Os jornais deste fim de semana não poderiam ser mais explícitos. O "The Economic Times" estampou na manchete de sua edição de sábado: "Alerta Vermelho". Já para o "Hindustan Times", a "história da Índia está em jogo". O agravamento da crise ganhou destaque também no noticiário de TV, antes mais focado no críquete - como o futebol no Brasil, uma paixão nacional na Índia - e nas novidades sobre os astros e estrelas de Bollywood, a bilionária indústria cinematográfica indiana.
Mumbai, centro financeiro da Índia, tornou-se palco também de pesadas perdas financeiras. O BSE Sensex, índice das 30 ações mais negociadas na Bolsa de Mumbai, caiu 7,07% na sexta feira, fechando em 10.528 pontos. Foi o maior tombo do índice desde julho de 2006. Inevitavelmente, os jornais locais falam de "rumores desenfreados", "puro pânico" e "crise de confiança". Existe um receio de que muitos bancos deixarão de renovar empréstimos às empresas locais ao longo das duas próximas semanas. "Se os bancos pedirem às empresas para saldarem suas dívidas no dia do vencimento, muitas sentirão o golpe", disse um banqueiro ao "The Economic Times".
Produção industrial
Os investidores ficaram assustados também com a forte desaceleração da produção industrial, que em agosto apresentou crescimento anualizado de apenas 1,3%, o pior resultado em uma década. A previsão dos analistas para o mês era de expansão entre 6% e 6,5%. E em agosto de 2007, a indústria indiana havia crescido 10,9% em relação a um ano antes. Por outro lado, a inflação desacelerou para 11,8% no período de 12 meses terminado em 27 de setembro, em relação a um pico recente de 12,9%. A expectativa é de que a inflação doméstica diminua ainda mais em meio à forte queda recente nos preços das matérias-primas (commodities) internacionais.
A notícia da produção industrial acabou ofuscando o anúncio surpresa do banco central indiano, o Reserve Bank of India (RBI) de novo corte nos depósitos compulsórios bancários.
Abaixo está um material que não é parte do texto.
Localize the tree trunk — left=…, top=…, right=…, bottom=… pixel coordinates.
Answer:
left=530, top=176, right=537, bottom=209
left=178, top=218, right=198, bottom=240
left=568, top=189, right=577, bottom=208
Na sexta-feira, o RBI reduziu os compulsórios em um ponto porcentual - depois de um corte anterior de meio ponto, em 6 de outubro - numa nova tentativa de manter a liquidez do sistema financeiro. Ficou em segundo plano também a promessa do ministro de Finanças indiano, P. Chidambaram, de aumentar a liquidez através de aumento nos gastos governamentais.
A impressão geral é que os esforços do governo têm sido insuficientes. "A menos que o governo e o RBI anunciem medidas mais fortes, acabaremos sofrendo uma crise similar à que estamos testemunhando nos Estados Unidos", afirmou o presidente de uma corretora local ao jornal "The Economic Times". Para ele, o último corte dos depósitos compulsórios não é suficiente para resolver a questão da liquidez. "As taxas de juros precisam ser reduzidas em pelo menos um ponto porcentual", acrescentou.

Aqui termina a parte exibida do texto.